Canto 24 Inferno riassunto e spiegazione
Conforto di Virgilio vv. 1-21
Dante e Virgilio, lasciata la sesta bolgia (vedi canto precedente), si accingono a salire verso la settima bolgia. Dante vede Virgilio turbato, perché i diavoli gli hanno mentito e l’hanno ingannato sull’uscita dal sesto cerchio di Malebolge; a poco a poco però vede che la sua guida si rasserena e allora lo paragona al contadino che vede i campi imbiancati: prima si dispera perché pensa che abbia nevicato; poi, quando capisce che si tratta semplicemente di brina destinata a sciogliersi al sole, si riconforta e manda le pecore a pascolare.
Verso la settima bolgia vv. 22-60
Arrivati in corrispondenza del ponte crollato, Virgilio sospinge Dante su per la roccia scoscesa, verso la sommità dell’argine della settima bolgia, esaminando attentamente ogni spuntone adatto a offrire sostegno. Dante vi giunge talmente sfinito che subito si siede, ma Virgilio lo esorta ad alzarsi e a vincere la pigrizia con la volontà, perché presto lo aspetta una salita ben più lunga e faticosa di quella appena intrapresa (Virgilio si sta riferendo alla salita lungo la montagna del Purgatorio, ben più lunga e faticosa perché essa rappresenta il cammino di purificazione dal peccato).
Incitato dalle esortazioni di Virgilio, Dante vince la stanchezza e insieme alla sua guida giunge sulla sommità del ponte che sovrasta la bolgia.

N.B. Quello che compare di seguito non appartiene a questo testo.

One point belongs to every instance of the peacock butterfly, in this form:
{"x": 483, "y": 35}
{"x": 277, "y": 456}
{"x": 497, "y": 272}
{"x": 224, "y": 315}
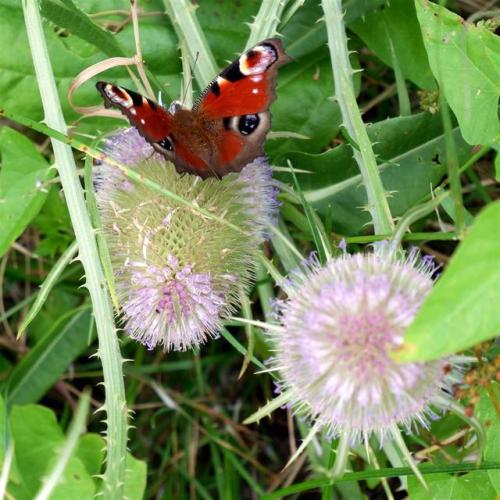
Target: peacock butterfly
{"x": 226, "y": 127}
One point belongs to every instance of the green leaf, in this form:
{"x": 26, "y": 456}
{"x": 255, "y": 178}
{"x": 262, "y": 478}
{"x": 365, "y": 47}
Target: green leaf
{"x": 50, "y": 357}
{"x": 23, "y": 172}
{"x": 462, "y": 308}
{"x": 398, "y": 21}
{"x": 465, "y": 60}
{"x": 486, "y": 413}
{"x": 312, "y": 80}
{"x": 446, "y": 487}
{"x": 67, "y": 15}
{"x": 411, "y": 153}
{"x": 304, "y": 34}
{"x": 37, "y": 437}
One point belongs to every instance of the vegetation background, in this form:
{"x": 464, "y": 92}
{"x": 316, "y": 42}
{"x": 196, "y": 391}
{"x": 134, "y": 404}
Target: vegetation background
{"x": 187, "y": 439}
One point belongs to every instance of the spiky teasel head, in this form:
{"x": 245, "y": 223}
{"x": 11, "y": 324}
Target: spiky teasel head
{"x": 340, "y": 324}
{"x": 178, "y": 272}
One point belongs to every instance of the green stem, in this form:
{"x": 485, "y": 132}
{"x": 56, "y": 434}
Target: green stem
{"x": 48, "y": 284}
{"x": 183, "y": 17}
{"x": 76, "y": 429}
{"x": 437, "y": 236}
{"x": 379, "y": 473}
{"x": 266, "y": 21}
{"x": 344, "y": 93}
{"x": 109, "y": 351}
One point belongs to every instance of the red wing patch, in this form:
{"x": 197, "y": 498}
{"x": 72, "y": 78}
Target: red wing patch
{"x": 246, "y": 86}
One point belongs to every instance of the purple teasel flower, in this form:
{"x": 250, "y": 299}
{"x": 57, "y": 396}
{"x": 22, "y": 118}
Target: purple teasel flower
{"x": 178, "y": 272}
{"x": 332, "y": 352}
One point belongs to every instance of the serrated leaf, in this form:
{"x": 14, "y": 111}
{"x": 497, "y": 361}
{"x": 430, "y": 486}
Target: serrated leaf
{"x": 23, "y": 170}
{"x": 486, "y": 413}
{"x": 447, "y": 487}
{"x": 462, "y": 309}
{"x": 37, "y": 436}
{"x": 465, "y": 60}
{"x": 67, "y": 15}
{"x": 135, "y": 478}
{"x": 411, "y": 153}
{"x": 399, "y": 21}
{"x": 50, "y": 357}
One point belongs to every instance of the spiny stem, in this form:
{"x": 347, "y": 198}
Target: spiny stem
{"x": 453, "y": 171}
{"x": 109, "y": 351}
{"x": 344, "y": 93}
{"x": 266, "y": 21}
{"x": 341, "y": 459}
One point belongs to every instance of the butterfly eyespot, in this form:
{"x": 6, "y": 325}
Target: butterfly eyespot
{"x": 166, "y": 143}
{"x": 248, "y": 124}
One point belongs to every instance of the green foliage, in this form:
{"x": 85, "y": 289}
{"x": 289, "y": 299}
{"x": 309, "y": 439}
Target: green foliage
{"x": 465, "y": 60}
{"x": 456, "y": 315}
{"x": 187, "y": 408}
{"x": 396, "y": 23}
{"x": 411, "y": 153}
{"x": 444, "y": 486}
{"x": 22, "y": 191}
{"x": 37, "y": 439}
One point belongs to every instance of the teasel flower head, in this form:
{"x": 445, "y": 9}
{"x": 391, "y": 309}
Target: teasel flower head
{"x": 340, "y": 323}
{"x": 178, "y": 273}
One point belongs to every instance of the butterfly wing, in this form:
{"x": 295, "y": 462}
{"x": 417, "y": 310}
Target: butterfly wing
{"x": 237, "y": 104}
{"x": 247, "y": 85}
{"x": 152, "y": 121}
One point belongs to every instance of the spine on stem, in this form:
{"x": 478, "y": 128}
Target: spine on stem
{"x": 109, "y": 352}
{"x": 351, "y": 116}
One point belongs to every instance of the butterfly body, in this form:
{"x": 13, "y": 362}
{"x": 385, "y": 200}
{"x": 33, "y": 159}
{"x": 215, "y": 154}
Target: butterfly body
{"x": 228, "y": 124}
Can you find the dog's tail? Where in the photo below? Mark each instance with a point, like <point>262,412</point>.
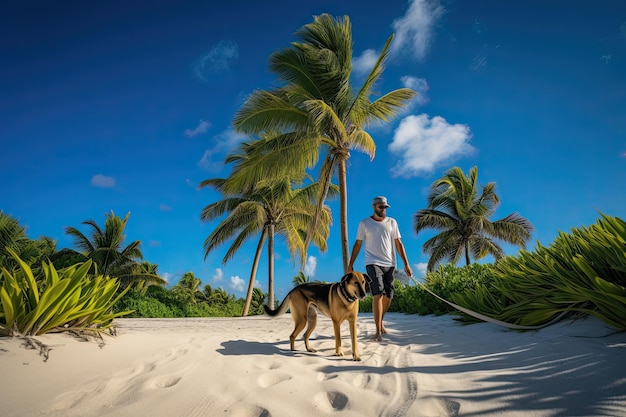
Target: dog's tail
<point>282,308</point>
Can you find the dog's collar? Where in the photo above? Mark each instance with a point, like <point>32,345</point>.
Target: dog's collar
<point>345,294</point>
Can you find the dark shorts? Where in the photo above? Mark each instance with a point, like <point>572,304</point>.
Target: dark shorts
<point>382,279</point>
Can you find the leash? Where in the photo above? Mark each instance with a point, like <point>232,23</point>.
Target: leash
<point>482,316</point>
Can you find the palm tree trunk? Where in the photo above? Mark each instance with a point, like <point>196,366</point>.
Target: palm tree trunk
<point>270,266</point>
<point>255,265</point>
<point>343,212</point>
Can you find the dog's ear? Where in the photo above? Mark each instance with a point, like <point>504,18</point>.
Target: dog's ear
<point>368,283</point>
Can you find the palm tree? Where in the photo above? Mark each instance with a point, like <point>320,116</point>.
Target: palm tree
<point>318,109</point>
<point>461,212</point>
<point>143,275</point>
<point>105,247</point>
<point>269,207</point>
<point>13,235</point>
<point>188,288</point>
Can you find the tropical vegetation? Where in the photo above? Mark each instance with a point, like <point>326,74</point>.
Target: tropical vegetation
<point>461,212</point>
<point>105,247</point>
<point>316,110</point>
<point>70,299</point>
<point>269,207</point>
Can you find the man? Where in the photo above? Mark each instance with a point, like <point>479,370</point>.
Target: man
<point>381,235</point>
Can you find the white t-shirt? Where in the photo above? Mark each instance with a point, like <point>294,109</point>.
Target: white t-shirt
<point>379,240</point>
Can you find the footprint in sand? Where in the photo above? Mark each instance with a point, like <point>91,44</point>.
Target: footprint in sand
<point>246,410</point>
<point>330,401</point>
<point>272,378</point>
<point>165,381</point>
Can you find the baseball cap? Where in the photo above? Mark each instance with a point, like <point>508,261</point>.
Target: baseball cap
<point>380,200</point>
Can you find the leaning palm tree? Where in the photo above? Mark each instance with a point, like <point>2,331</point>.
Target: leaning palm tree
<point>461,212</point>
<point>106,246</point>
<point>318,109</point>
<point>270,207</point>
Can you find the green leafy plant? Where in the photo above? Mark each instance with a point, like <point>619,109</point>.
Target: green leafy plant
<point>68,299</point>
<point>582,273</point>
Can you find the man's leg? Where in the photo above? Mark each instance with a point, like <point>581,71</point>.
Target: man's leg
<point>377,309</point>
<point>385,302</point>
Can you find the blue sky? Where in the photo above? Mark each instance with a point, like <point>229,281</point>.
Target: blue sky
<point>127,106</point>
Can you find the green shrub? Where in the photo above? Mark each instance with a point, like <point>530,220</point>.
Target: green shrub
<point>142,306</point>
<point>581,273</point>
<point>68,299</point>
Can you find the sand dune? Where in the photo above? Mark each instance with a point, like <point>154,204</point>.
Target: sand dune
<point>425,366</point>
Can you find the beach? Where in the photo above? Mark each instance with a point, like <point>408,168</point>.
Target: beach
<point>425,366</point>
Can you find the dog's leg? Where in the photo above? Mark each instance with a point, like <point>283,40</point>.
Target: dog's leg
<point>312,321</point>
<point>337,328</point>
<point>300,321</point>
<point>355,346</point>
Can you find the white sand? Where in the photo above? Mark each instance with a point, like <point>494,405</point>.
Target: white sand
<point>425,366</point>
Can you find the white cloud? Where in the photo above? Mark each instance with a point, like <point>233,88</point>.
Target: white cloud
<point>310,266</point>
<point>363,64</point>
<point>216,61</point>
<point>102,181</point>
<point>223,144</point>
<point>417,84</point>
<point>420,269</point>
<point>237,284</point>
<point>203,127</point>
<point>424,144</point>
<point>167,276</point>
<point>414,30</point>
<point>218,276</point>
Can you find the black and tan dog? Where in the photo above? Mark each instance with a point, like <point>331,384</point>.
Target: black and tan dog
<point>339,301</point>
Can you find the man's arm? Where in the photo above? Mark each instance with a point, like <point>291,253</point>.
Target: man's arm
<point>402,253</point>
<point>355,252</point>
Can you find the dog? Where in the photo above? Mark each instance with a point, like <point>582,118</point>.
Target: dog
<point>339,301</point>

La settima bolgia: i dannati e la loro pena vv. 61-96
Sul fondo della settima bolgia, Dante vede un ammasso di serpi mostruose che nessuna regione della terra, neppure la più inospitale, può vantare di avere. Le anime dei dannati corrono nude e terrorizzate in questa fossa piena di serpenti; hanno le mani legate dietro la schiena dai serpenti stessi, che mettono coda e capo nei reni dei dannati, percuotendoli e mordendoli.
L’incontro con Vanni Fucci vv. 97-151
Dante e Virgilio vedono un serpente avventarsi contro un dannato e trafiggerlo alla nuca: prende fuoco, si riduce in cenere e subito dopo riacquista la sua forma originaria, come si racconta che faccia la mitica Araba Fenice che ogni cinquecento anni brucia e subito risorge dalle proprie ceneri.

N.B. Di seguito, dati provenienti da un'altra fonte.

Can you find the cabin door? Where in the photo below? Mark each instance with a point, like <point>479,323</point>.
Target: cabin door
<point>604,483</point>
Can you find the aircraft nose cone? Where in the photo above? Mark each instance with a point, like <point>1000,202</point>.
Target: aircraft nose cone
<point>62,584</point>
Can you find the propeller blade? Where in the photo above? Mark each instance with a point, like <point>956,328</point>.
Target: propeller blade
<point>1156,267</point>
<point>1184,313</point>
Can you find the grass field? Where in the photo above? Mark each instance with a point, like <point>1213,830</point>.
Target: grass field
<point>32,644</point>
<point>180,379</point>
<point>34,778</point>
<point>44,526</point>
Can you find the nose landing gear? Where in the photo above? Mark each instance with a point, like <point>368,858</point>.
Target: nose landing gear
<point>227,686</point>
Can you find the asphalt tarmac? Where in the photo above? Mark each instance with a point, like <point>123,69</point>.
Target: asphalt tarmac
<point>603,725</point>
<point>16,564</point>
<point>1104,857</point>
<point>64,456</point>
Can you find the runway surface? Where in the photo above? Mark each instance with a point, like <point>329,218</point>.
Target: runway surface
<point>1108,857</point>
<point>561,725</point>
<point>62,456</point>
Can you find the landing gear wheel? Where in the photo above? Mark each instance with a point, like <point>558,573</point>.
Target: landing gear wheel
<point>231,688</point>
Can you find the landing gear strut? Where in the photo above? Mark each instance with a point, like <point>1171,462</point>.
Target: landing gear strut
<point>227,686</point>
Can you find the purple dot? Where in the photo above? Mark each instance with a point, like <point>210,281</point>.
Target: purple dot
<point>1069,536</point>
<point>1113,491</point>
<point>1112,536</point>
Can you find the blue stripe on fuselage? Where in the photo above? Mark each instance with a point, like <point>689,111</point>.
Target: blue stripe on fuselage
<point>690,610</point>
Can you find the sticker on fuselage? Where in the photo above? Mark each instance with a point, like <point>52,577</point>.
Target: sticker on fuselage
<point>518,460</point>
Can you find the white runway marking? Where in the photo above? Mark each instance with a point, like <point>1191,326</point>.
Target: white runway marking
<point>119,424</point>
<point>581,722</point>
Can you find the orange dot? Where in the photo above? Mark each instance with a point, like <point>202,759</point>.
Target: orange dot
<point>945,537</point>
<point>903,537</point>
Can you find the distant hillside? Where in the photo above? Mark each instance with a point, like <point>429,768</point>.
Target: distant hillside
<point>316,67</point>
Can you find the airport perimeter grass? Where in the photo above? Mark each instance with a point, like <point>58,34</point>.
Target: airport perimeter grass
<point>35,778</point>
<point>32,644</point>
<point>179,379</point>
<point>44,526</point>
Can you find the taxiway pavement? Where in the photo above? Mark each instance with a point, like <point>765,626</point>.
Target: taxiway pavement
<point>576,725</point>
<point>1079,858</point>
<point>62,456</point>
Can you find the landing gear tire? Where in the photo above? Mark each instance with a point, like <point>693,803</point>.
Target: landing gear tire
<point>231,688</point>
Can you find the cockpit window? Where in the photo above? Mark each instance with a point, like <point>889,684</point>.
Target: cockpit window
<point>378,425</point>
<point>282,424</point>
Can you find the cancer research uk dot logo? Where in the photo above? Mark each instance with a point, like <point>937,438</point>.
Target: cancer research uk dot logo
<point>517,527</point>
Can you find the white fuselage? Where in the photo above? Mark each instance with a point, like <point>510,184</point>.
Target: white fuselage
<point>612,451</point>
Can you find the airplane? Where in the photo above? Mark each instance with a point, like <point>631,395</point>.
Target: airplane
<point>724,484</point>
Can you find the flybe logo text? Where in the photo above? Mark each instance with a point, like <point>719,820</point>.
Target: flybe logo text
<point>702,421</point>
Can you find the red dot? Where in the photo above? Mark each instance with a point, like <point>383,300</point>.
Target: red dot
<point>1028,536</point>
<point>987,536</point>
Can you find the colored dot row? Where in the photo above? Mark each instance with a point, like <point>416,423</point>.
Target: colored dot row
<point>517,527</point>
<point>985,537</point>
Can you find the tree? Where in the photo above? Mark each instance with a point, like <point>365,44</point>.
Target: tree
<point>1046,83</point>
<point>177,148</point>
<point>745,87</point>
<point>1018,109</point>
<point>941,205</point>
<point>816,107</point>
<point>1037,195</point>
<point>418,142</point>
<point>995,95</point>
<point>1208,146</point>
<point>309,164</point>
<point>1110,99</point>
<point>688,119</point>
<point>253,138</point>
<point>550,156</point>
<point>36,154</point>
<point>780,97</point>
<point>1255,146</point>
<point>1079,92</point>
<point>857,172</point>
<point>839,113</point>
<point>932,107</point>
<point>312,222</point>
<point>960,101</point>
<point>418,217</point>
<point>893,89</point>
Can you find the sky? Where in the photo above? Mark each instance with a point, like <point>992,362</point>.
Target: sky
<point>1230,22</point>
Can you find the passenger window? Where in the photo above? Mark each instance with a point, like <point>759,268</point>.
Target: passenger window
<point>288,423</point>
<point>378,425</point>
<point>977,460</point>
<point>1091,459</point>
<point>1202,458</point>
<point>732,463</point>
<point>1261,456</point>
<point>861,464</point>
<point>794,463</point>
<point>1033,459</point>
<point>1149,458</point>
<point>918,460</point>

Alla domanda di Virgilio, il dannato risponde di essere il pistoiese Vanni Fucci, che Dante conobbe in vita come uomo violento e sanguinario, e pertanto si meraviglia di vederlo punito tra i ladri.

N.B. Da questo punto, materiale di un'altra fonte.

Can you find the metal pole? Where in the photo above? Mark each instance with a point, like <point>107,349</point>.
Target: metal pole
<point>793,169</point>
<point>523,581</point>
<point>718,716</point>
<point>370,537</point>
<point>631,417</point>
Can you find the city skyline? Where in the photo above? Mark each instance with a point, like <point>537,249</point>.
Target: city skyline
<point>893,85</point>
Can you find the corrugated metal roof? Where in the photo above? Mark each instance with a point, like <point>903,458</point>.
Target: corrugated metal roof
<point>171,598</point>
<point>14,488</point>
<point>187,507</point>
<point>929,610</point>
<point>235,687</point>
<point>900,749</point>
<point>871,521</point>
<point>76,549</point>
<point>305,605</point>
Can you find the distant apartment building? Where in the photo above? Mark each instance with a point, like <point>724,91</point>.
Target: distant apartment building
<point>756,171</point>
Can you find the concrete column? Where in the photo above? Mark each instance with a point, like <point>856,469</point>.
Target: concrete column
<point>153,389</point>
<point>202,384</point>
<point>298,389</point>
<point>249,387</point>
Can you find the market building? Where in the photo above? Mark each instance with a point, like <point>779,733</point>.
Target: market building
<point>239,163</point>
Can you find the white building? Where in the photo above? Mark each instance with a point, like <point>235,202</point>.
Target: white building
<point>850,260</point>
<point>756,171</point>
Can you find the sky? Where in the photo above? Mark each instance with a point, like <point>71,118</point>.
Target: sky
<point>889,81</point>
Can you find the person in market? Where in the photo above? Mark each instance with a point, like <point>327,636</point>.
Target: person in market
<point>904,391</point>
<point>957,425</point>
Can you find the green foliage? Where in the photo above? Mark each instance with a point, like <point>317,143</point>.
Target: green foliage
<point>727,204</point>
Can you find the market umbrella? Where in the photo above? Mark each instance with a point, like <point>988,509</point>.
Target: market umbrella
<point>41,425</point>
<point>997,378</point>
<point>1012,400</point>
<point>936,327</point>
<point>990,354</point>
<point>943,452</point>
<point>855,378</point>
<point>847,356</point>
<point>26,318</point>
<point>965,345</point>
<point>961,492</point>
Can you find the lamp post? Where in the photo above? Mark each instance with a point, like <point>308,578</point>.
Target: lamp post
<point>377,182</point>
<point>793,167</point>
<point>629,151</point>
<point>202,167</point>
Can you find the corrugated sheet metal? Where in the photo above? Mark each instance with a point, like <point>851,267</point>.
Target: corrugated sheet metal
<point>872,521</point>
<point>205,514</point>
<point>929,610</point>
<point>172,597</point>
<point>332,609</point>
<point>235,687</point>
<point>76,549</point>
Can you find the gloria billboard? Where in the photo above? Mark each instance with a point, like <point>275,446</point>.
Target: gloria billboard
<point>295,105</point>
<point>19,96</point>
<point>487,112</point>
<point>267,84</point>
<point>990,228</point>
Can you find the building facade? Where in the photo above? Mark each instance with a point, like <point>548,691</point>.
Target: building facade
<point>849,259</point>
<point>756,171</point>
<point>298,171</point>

Vanni Fucci confessa di essere qui per aver rubato degli arredi sacri dal duomo della sua città, per il quale erano stati ingiustamente incolpati altri. E poiché Dante lo ha smascherato e lo ha visto in questa misera condizione, per fargli dispetto, gli predice, perché possa soffrirne fin d’ora, che i Bianchi saranno cacciati da Firenze e Dante dovrà andare in esilio.